— Магз!
— Ты, — отрезала Белл, обращаясь к Маргарет, — идешь в церковь со мной и с Элинор.
От изумления та не сразу нашлась, что сказать.
— В церковь?
— На праздник урожая, дорогая. Бартонская церковь, только местные жители — надо же нам как-то вливаться в здешнюю жизнь.
— А почему Марианне не надо вливаться?
Белл улыбнулась средней дочери через голову Маргарет.
— Думаю, она нам скажет, когда мы вернемся. Элинор?
— Да, мама.
— Пожалуйста, только не в джинсах. Это же наш первый визит в церковь в Бартоне!
Стоя на коленях под сводами церкви, Элинор пыталась сосредоточиться на вещах, за которые им стоило быть благодарными. Пусть Маргарет и ноет, что ей не нравится в новой школе, но она покорно ходит туда каждый день и, насколько им известно, даже не прогуливает. У них есть крыша над головой: симпатичный коттедж, а в придачу к нему землевладелец, который, конечно, бывает невыносим, но действует исключительно из лучших побуждений. Ее мать, хотя и чувствует себя немного потерянной в отсутствие своей недавней соперницы, Фанни, не производит впечатления несчастной, и с понедельника она, Элинор, выходит на работу, пускай и со скромным жалованьем, но зато в крупную процветающую компанию, занимающуюся тем, к чему у нее больше всего лежит душа, а ведь она и надеяться не смела на такое.
Глупо было бы, думала она, беспокойно переминаясь на неровно набитой подушечке для коленопреклонений, сейчас уделять внимание делам сердечным. Марианна, вечно державшаяся отстраненно с восторженными ровесниками, которые пытались ухаживать за ней, вдруг за несколько дней успела влюбиться и отдаться — причем с радостью и желанием — на волю совершеннейшего незнакомца. Элинор не могла не признавать того факта, что с точки зрения внешности и природного обаяния Уиллзу не было равных, и что он был столь же сильно увлечен Марианной, как и она им, однако что-то все равно мешало ей от души порадоваться за сестру вместе с матерью и Маргарет. Наверное, с легкой грустью решила она, все дело в ее темпераменте, который не позволяет ей считать, что любовь важнее всего на свете. Сколько ни пытайся, она все равно не сможет убедить себя, что мир создан для любви, и что жизнь в хижине без копейки денег все равно приносит счастье, если в ней царит любовь, как будто та способна согревать или насыщать. Не раз за прошедшие годы она, глядя на Марианну, завидовала способности сестры бросаться в омут с головой, экстатично увлекаясь музыкой, красивым пейзажем, литературой или — как в данном случае — мужчиной. Как, должно быть, чудесно, размышляла Элинор, уметь так полно отдаваться чему-либо, и не только потому, что только так и ощущаешь жизнь в полной мере, но и потому, что это означает способность — которой у меня нет и, наверное, никогда не будет — доверять. Марианна умеет доверять. Она доверяет своим инстинктам, доверяет близким людям, своим чувствам и страстям. Сестра упивается жизнью, впитывает ее до капли. Конечно, иногда она действует импульсивно, это неизбежно, но все же насколько насыщенна и богата ее жизнь.

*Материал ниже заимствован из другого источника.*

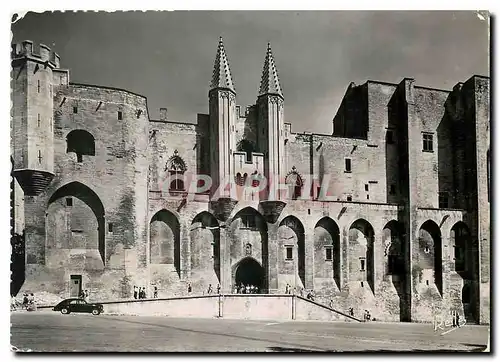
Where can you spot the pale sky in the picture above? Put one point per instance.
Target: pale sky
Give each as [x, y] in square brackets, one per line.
[168, 56]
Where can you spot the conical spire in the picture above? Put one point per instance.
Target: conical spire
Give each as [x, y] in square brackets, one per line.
[269, 83]
[222, 75]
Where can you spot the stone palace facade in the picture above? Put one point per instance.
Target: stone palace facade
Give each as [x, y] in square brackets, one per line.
[389, 212]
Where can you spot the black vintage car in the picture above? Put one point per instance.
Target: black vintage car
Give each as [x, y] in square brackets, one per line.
[78, 305]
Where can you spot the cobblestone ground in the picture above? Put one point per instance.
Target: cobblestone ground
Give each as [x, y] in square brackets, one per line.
[51, 331]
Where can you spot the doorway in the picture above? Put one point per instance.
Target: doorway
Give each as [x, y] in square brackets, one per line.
[250, 272]
[75, 287]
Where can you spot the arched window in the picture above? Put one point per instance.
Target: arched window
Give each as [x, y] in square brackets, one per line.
[80, 142]
[488, 171]
[295, 183]
[176, 167]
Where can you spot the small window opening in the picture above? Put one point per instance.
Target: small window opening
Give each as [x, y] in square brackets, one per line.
[328, 254]
[348, 165]
[362, 262]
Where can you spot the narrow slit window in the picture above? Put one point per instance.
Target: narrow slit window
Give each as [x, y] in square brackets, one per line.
[390, 137]
[427, 140]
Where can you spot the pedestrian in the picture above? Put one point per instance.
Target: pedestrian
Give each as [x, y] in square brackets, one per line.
[25, 300]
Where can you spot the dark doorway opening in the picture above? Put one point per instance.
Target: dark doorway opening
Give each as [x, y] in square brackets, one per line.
[250, 272]
[76, 286]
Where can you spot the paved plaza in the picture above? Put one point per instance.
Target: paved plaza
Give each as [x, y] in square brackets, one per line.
[51, 331]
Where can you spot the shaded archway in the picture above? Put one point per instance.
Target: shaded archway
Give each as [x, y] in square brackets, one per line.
[250, 272]
[429, 255]
[81, 143]
[394, 264]
[462, 250]
[327, 254]
[361, 252]
[248, 238]
[291, 235]
[164, 239]
[75, 220]
[464, 260]
[205, 243]
[294, 183]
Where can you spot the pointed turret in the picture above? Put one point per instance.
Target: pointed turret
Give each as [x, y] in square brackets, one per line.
[222, 115]
[222, 74]
[269, 83]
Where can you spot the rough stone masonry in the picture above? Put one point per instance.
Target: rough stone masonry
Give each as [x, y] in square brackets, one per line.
[388, 212]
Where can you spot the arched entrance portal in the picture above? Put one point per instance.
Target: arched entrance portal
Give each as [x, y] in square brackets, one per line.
[250, 272]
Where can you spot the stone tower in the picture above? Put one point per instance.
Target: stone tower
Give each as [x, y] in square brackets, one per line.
[32, 136]
[222, 110]
[270, 138]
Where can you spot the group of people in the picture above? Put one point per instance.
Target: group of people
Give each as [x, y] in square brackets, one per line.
[246, 289]
[29, 302]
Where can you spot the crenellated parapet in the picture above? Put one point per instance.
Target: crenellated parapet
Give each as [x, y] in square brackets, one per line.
[44, 54]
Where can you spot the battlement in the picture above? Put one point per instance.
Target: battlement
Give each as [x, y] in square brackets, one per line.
[26, 49]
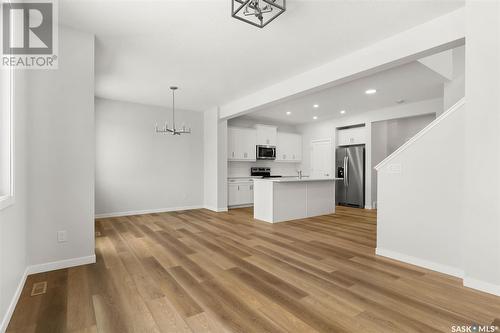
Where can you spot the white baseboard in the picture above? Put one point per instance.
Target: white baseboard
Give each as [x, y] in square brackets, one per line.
[421, 262]
[480, 285]
[215, 209]
[52, 266]
[13, 302]
[34, 269]
[147, 211]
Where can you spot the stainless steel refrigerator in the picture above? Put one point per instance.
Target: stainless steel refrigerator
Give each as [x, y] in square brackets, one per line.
[350, 165]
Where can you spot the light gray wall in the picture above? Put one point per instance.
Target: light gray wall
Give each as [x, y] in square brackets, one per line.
[13, 222]
[389, 135]
[61, 153]
[140, 170]
[420, 208]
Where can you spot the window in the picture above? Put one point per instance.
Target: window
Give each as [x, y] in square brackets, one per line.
[6, 138]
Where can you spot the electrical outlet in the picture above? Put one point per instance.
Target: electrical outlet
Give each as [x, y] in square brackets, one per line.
[62, 236]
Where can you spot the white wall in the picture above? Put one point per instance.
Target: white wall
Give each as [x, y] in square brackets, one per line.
[61, 154]
[327, 128]
[140, 170]
[13, 222]
[419, 216]
[215, 161]
[454, 90]
[481, 237]
[389, 135]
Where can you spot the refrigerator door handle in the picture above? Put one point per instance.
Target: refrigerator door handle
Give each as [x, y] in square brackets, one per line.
[346, 171]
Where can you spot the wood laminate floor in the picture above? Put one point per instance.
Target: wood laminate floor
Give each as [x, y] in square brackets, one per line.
[199, 271]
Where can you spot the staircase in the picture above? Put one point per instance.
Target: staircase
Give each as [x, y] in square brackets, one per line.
[420, 195]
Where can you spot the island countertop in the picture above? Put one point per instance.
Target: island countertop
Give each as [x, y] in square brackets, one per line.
[295, 179]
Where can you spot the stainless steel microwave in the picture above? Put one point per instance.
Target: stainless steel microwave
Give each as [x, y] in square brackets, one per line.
[266, 152]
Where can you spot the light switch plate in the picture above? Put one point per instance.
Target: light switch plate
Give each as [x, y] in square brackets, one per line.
[394, 168]
[62, 236]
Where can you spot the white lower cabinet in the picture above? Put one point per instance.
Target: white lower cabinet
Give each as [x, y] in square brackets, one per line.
[240, 193]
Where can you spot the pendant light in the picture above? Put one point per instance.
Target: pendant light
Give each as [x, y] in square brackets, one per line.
[173, 130]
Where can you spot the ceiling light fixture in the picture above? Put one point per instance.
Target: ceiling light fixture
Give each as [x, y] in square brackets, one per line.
[257, 12]
[174, 131]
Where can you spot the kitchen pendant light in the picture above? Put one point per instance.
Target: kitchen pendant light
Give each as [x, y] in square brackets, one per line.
[174, 131]
[257, 12]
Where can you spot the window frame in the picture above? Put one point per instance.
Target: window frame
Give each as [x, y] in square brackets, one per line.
[8, 199]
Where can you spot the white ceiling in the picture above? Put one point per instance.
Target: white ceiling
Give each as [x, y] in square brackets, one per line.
[143, 47]
[411, 82]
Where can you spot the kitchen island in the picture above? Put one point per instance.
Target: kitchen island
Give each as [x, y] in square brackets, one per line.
[285, 199]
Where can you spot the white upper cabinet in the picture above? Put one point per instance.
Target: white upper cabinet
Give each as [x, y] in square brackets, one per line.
[351, 136]
[289, 147]
[266, 135]
[241, 144]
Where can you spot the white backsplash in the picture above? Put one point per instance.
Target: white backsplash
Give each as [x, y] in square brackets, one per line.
[242, 169]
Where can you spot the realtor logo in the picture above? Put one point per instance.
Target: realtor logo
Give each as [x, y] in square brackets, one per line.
[29, 34]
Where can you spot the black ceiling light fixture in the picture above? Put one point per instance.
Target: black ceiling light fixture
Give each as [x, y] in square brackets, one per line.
[257, 12]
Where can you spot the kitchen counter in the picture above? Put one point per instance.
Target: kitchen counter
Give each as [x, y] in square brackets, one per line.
[296, 179]
[285, 199]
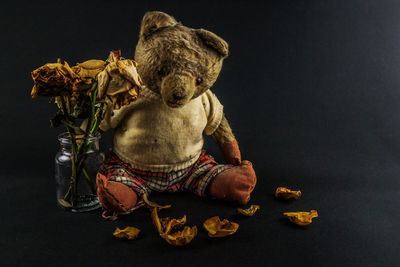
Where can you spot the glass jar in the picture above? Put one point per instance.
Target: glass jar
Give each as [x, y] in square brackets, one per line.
[84, 197]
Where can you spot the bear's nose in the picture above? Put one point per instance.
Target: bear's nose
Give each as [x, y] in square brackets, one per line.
[177, 96]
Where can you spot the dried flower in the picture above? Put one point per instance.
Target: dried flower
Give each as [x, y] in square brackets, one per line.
[55, 79]
[286, 193]
[119, 80]
[301, 218]
[250, 211]
[216, 228]
[129, 232]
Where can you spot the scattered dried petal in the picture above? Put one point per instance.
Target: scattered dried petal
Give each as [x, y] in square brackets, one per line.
[286, 193]
[165, 226]
[216, 228]
[180, 238]
[128, 232]
[301, 218]
[250, 211]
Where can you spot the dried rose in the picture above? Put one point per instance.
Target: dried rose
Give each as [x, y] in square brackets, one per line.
[55, 79]
[286, 193]
[216, 228]
[301, 218]
[250, 211]
[129, 232]
[119, 80]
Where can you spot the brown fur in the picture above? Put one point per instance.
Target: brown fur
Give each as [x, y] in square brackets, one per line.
[172, 56]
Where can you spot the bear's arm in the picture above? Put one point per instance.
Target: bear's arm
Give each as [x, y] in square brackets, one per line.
[224, 137]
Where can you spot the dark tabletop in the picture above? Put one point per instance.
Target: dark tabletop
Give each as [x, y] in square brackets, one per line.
[311, 89]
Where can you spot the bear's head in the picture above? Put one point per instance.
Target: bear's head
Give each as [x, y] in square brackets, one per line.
[175, 61]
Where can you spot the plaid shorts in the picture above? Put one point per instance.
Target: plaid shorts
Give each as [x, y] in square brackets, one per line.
[195, 178]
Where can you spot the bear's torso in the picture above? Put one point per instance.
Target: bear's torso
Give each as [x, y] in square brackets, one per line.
[152, 136]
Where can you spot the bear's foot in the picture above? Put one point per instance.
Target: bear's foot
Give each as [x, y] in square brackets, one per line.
[114, 197]
[234, 184]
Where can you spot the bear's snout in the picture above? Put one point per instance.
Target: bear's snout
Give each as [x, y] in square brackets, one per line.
[177, 90]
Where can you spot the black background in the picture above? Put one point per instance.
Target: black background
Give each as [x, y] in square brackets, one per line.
[311, 89]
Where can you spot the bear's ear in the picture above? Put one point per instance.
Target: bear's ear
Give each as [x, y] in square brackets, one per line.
[213, 41]
[154, 20]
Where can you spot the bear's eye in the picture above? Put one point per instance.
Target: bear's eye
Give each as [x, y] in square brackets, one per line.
[199, 81]
[161, 71]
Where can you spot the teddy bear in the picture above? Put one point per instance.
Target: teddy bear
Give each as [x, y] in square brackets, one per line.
[158, 139]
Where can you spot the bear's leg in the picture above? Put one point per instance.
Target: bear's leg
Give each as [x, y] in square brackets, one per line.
[115, 197]
[234, 184]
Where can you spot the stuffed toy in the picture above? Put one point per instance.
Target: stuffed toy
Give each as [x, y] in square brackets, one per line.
[158, 139]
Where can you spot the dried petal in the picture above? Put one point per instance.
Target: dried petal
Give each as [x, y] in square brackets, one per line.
[164, 226]
[173, 223]
[216, 228]
[250, 211]
[128, 232]
[180, 238]
[301, 218]
[286, 193]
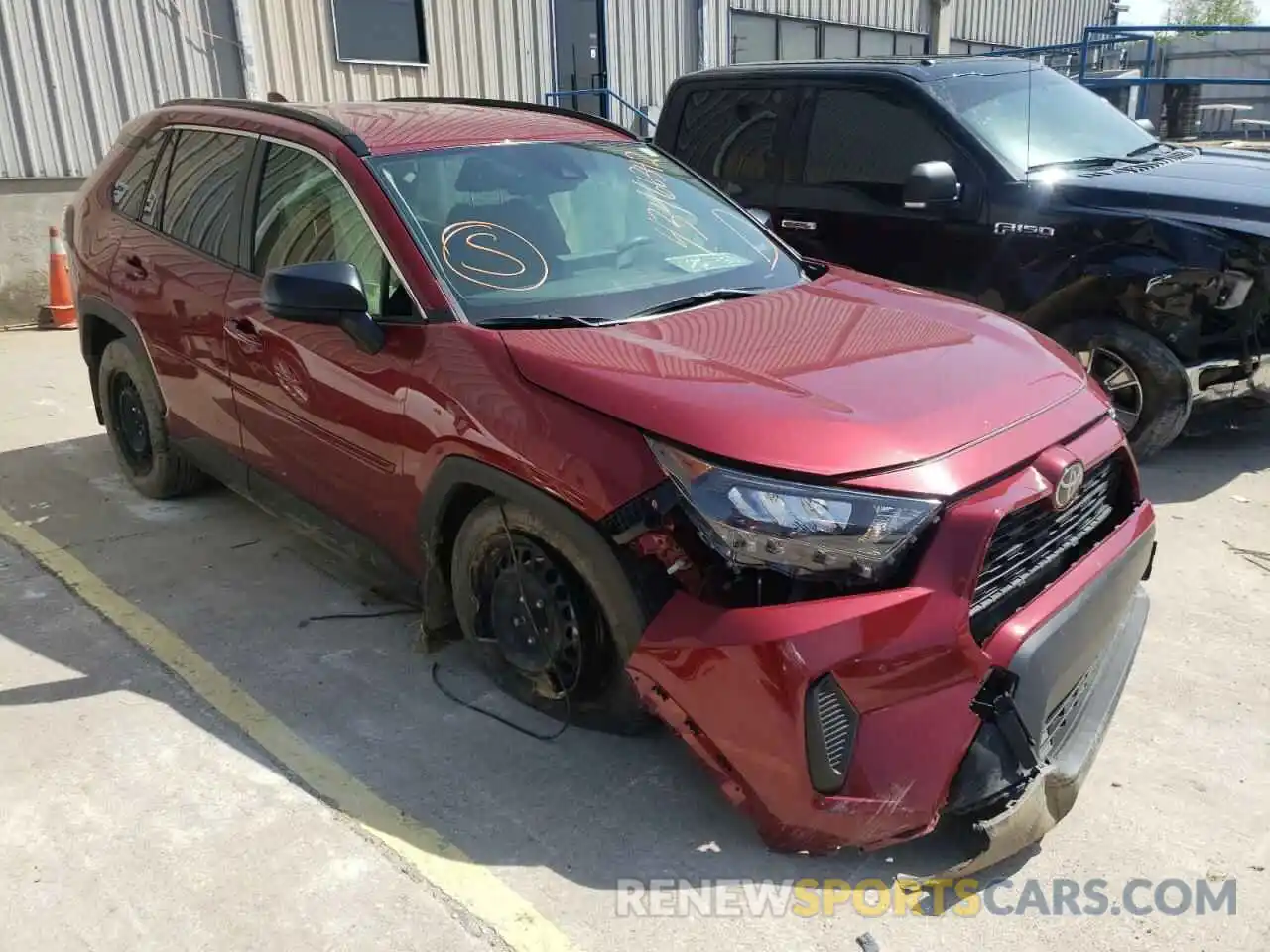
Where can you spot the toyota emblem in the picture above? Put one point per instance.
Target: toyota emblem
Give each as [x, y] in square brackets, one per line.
[1069, 485]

В то время как мою, продолжала мысленно предаваться самобичеванию Элинор, никак не назовешь ни насыщенной, ни богатой. Вот почему, хоть я и признаю, что Уиллз хорош собой и обаятелен, я не доверяю его красоте и размаху, и мне то и дело приходят в голову злые, несправедливые мысли о том, где он берет деньги и почему предпочитает засыпать нас вопросами, ничего не рассказывая о себе. Мы же ничего о нем не знаем. Ну да, по слухам, он, как в сказках, должен унаследовать роскошное поместье, но это все из области дамских романов, а не реальной жизни. А что, если он просто увлечен Марианной и вовсе не любит ее? Что, если это просто страсть? Конечно, я его не виню, не виню их обоих, но Марианна такая мечтательница, что вряд ли сможет отличить страсть от любви, и тогда ее сердце будет разбито. А я, с моим чертовым благоразумием и предусмотрительностью, этого просто не переживу. Марианне еще никогда не причиняли боль. И какая-то крошечная холодная часть моей души не дает мне поверить, что все будет хорошо.
Возможно, эта холодная часть даже больше, чем я готова признать; возможно, именно она заставляет меня держать дистанцию даже с теми, кто мне дорог, ведь Эдвард не делал никаких попыток связаться со мной с того дня, как мы сюда переехали. Он не написал ни СМС, ни электронного письма и ни разу не позвонил. А я не звонила ему. И не собираюсь. Если честно, я даже удалила его номер из записной книжки в телефоне и вычеркнула из списка друзей в Фейсбуке, потому что, пускай мне этого совсем и не хочется, я должна принять все возможные меры, чтобы оградить себя от разочарования, пока это возможно, а избегание любых контактов с ним — одна из таких мер, как бы смешно это не звучало. Я должна защитить себя. Или, если быть до конца честной, должна заставить себя поверить, что хотя бы попыталась. Да, общаться с ним мне было приятнее, чем с кем-либо другим, но я не собираюсь строить воздушные замки, тем самым лишь умножая боль и разочарование, которые могут выпасть мне на долю. Если он меня бросил — хотя, честно говоря, я не уверена, что наши отношения дошли до той стадии, когда люди друг друга бросают, — так тому и быть, и мне придется смириться. Если он встретил другую, этого уже не изменишь. Я не стану плакать о нем — ну, разве что в полном, абсолютном одиночестве — и не стану тратить свое время и силы на воспоминания. Нет и нет. Пускай мысли о нем пока что все равно преследуют меня, я постараюсь избавиться от них. Буду решать проблемы по мере поступления, идти вперед и не оглядываться… «Ну сколько еще?» — прошипела Маргарет ей на ухо.
Элинор не повернулась.
— Еще две молитвы, — прошептала она, не открывая глаз. — И один гимн.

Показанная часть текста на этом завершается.